Causal relation between Pr-site distortions and mixed Pr valence in PrBa2Cu3O7

Ascertain the causal relationship between the in-plane Pr-site distortion associated with the quasi-commensurate Q1=(δ1,0,0) super-lattice and the mixed Pr3+/Pr4+ valence arising from Pr 4f–O 2p hybridization (Fehrenbacher–Rice state) in PrBa2Cu3O7, determining whether the structural distortion drives the hybridization and mixed valence or whether the hybridization induces the distortion, and characterize the mechanism linking these two phenomena.

Background

The paper identifies two distinct ordering vectors in Y1−xPrxBa2Cu3O6+y: a quasi-commensurate Q1=(δ1,0,0) order that resonates at the Pr and out-of-plane Cu sites, and a weaker, temperature-dependent Q2=(δ2,0,1/2) order resonating at the in-plane Cu site, interpreted as a charge-density wave. The Q1 order is strongest in PrBa2Cu3O7 (PBCO) and is interpreted as a Pr-related super-lattice structure with in-plane Pr distortions.
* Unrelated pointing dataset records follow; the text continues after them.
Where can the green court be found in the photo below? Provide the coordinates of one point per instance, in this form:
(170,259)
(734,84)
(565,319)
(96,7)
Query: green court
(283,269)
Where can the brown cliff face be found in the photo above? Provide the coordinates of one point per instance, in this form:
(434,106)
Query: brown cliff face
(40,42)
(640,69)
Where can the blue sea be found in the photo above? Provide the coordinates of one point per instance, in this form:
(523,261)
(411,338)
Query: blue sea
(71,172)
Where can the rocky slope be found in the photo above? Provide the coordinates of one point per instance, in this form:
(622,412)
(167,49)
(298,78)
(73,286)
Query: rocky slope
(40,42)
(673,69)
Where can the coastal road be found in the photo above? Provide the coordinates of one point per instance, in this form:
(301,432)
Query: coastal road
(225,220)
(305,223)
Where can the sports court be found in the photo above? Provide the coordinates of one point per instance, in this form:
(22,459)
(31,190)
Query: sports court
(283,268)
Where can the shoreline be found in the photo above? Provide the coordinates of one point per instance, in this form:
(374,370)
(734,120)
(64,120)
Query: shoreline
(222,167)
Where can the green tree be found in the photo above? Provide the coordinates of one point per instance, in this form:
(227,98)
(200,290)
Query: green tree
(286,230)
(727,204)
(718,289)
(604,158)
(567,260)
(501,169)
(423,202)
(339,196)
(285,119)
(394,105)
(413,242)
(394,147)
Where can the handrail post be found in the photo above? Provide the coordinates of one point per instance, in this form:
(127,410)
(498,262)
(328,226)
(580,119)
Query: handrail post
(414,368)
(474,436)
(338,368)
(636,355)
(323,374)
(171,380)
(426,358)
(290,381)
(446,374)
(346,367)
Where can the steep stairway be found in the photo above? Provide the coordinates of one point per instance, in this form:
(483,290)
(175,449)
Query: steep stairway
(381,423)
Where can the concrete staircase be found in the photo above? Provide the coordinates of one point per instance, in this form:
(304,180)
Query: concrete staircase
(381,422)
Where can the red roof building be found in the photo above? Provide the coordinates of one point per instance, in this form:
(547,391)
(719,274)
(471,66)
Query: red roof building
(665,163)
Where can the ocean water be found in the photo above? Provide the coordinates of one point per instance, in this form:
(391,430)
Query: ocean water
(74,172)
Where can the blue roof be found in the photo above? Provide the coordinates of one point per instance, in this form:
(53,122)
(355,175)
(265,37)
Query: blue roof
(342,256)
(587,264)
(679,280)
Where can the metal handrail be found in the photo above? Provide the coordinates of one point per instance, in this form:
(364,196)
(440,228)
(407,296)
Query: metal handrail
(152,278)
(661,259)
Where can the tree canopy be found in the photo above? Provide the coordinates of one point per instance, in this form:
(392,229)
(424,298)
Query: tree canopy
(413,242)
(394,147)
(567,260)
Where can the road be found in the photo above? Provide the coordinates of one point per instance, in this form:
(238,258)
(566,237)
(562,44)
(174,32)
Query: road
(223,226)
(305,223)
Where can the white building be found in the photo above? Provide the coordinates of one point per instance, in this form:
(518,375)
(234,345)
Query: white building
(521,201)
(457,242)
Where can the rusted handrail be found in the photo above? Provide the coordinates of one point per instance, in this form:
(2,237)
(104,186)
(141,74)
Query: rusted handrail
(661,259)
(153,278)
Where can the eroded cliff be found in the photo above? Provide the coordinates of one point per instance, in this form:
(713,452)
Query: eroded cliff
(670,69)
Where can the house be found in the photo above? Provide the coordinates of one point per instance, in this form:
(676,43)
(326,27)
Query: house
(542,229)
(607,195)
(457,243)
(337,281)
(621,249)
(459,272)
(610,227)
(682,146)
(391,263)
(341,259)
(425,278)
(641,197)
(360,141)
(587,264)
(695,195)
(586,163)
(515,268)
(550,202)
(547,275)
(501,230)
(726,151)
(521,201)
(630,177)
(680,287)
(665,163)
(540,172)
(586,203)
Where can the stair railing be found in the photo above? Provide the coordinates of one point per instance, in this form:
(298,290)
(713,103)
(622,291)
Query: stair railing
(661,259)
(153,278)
Within symmetry analysis, several orthorhombic and monoclinic subspace groups are allowed for the observed ordering vector, and in all cases in-plane Pr distortion modes are present. However, the authors note that the causal connection between these Pr-site distortions and the mixed Pr valence due to oxygen hybridization (a key ingredient of the Fehrenbacher–Rice scenario) is not established, motivating a focused investigation of how structural and electronic hybridization effects are intertwined in PBCO.